There are no reviews yet. Be the first to send feedback to the community and the maintainers!

Repository Details

An Elasticsearch plugin which provides the ability to export data by query on server side.

Elasticsearch InOut Plugin

This Elasticsearch plugin provides the ability to export data by query on server side, by outputting the data directly on the according node. The export can happen on all indexes, on a specific index or on a specific document type.

The data will get exported as one json object per line:

{"_id":"id1","_source":{"type":"myObject","value":"value1"},"_version":1,"_index":"myIndex","_type":"myType"}
{"_id":"id2","_source":{"type":"myObject","value":"value2"},"_version":2,"_index":"myIndex","_type":"myType"}

The exported data can also be imported into elasticsearch again. The import is happening on each elasticsearch node by processing the files located in the specified directory.

Examples

Below are some examples demonstrating what can be done with the elasticsearch inout plugin. The example commands require installation on a UNIX system. The plugin may also works with different commands on other operating systems supporting elasticsearch, but is not tested yet.

Export data to files in the node's file system. The filenames will be expanded by index and shard names (p.e. /tmp/dump-myIndex-0):

curl -X POST 'http://localhost:9200/_export' -d '{
    "fields": ["_id", "_source", "_version", "_index", "_type"],
    "output_file": "/tmp/es-data/dump-${index}-${shard}"
}
'

Do GZIP compression on file exports:

curl -X POST 'http://localhost:9200/_export' -d '{
    "fields": ["_id", "_source", "_version", "_index", "_type"],
    "output_file": "/tmp/es-data/dump-${index}-${shard}.gz",
    "compression": "gzip"
}
'

Pipe the export data through a single argumentless command on the corresponding node, like cat.
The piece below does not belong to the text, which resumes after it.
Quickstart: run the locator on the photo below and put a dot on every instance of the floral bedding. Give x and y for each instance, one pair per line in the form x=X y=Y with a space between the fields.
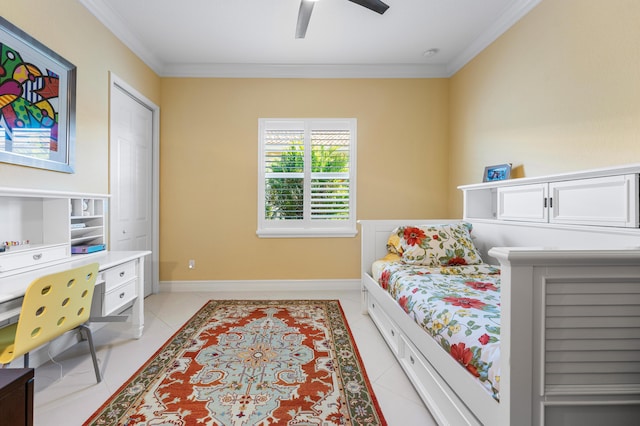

This command actually returns the export data in the JSON result's stdout field:

curl -X POST 'http://localhost:9200/_export' -d '{
    "fields": ["_id", "_source", "_version", "_index", "_type"],
    "output_cmd": "cat"
}
'

Pipe the export data through argumented commands (p.e. a shell script, or provide your own sophisticated script on the node). This command will result in transforming the data to lower case and write the file to the node's file system:

curl -X POST 'http://localhost:9200/_export' -d '{
    "fields": ["_id", "_source", "_version", "_index", "_type"],
    "output_cmd": ["/bin/sh", "-c", "tr [A-Z] [a-z] > /tmp/outputcommand.txt"]
}
'

Limit the exported data with a query. The same query syntax as for search can be used:

curl -X POST 'http://localhost:9200/_export' -d '{
    "fields": ["_id", "_source", "_version", "_index", "_type"],
    "output_file": "/tmp/es-data/query-${index}-${shard}",
    "query": {
        "match": {
            "someField": "someValue"
        }
    }
}
'

Export only objects of a specifix index:

curl -X POST 'http://localhost:9200/myIndex/_export' -d '{
    "fields": ["_id", "_source", "_version", "_type"],
    "output_file": "/tmp/es-data/dump-${index}-${shard}"
}
'

Export only objects of a specific type of an index:

curl -X POST 'http://localhost:9200/myIndex/myType/_export' -d '{
    "fields": ["_id", "_source", "_version"],
    "output_file": "/tmp/es-data/dump-${index}-${shard}"
}
'

Import data from previously exported data into elastic search. This can be for example a new set up elasticsearch server with empty indexes. Take care to have the indexes prepared with correct mappings. The files must reside on the file system of the elastic search node(s):

curl -X POST 'http://localhost:9200/_import' -d '{
    "directory": "/tmp/es-data"
}
'

Import data of gzipped files:

curl -X POST 'http://localhost:9200/_import' -d '{
    "directory": "/tmp/es-data",
    "compression": "gzip"
}
'

Import data into a specific index. Can be used if no _index is given in the export data or to force data of other indexes to be imported into a specific index:

curl -X POST 'http://localhost:9200/myNewIndex/_import' -d '{
    "directory": "/tmp/es-data"
}
'

Import data into a specific type of an index:

curl -X POST 'http://localhost:9200/myNewIndex/myType/_import' -d '{
    "directory": "/tmp/es-data"
}
'

Use a regular expression to filter imported file names (e.g. for specific indexes):

curl -X POST 'http://localhost:9200/_import' -d '{
    "directory": "/tmp/es-data",
    "file_pattern": "dump-myindex-(\\d).json"
}
'

Exports

Elements of the request body

fields

A list of fields to export. Describes which data is exported for every object. A field name can be any property that is defined in the index/type mapping with "store": "yes" or one of the following special fields (prefixed with _):

  • _id: Delivers the ID of the object
  • _index: Delivers the index of the object
  • _routing: Delivers the routing value of the object
  • _source: Delivers the stored JSON values of the object
  • _timestamp: Delivers the time stamp when the object was created (or the externally provided timestamp). Works only if the _timestamp field is enabled and set to "store": "yes" in the index/type mapping of the object.
  • _ttl: Delivers the expiration time stamp of the object if the _ttl field is enabled in the index/type mapping.
  • _type: Delivers the document type of the object
  • _version: Delivers the current version of the object

Example assuming that the properties name and address are defined in the index/type mapping with the property "store": "yes":

"fields": ["_id", "name", "address"]

The fields element is required in the POST data of the request.

output_cmd

"output_cmd": "cat"

"output_cmd": ["/location/yourcommand", "argument1", "argument2"]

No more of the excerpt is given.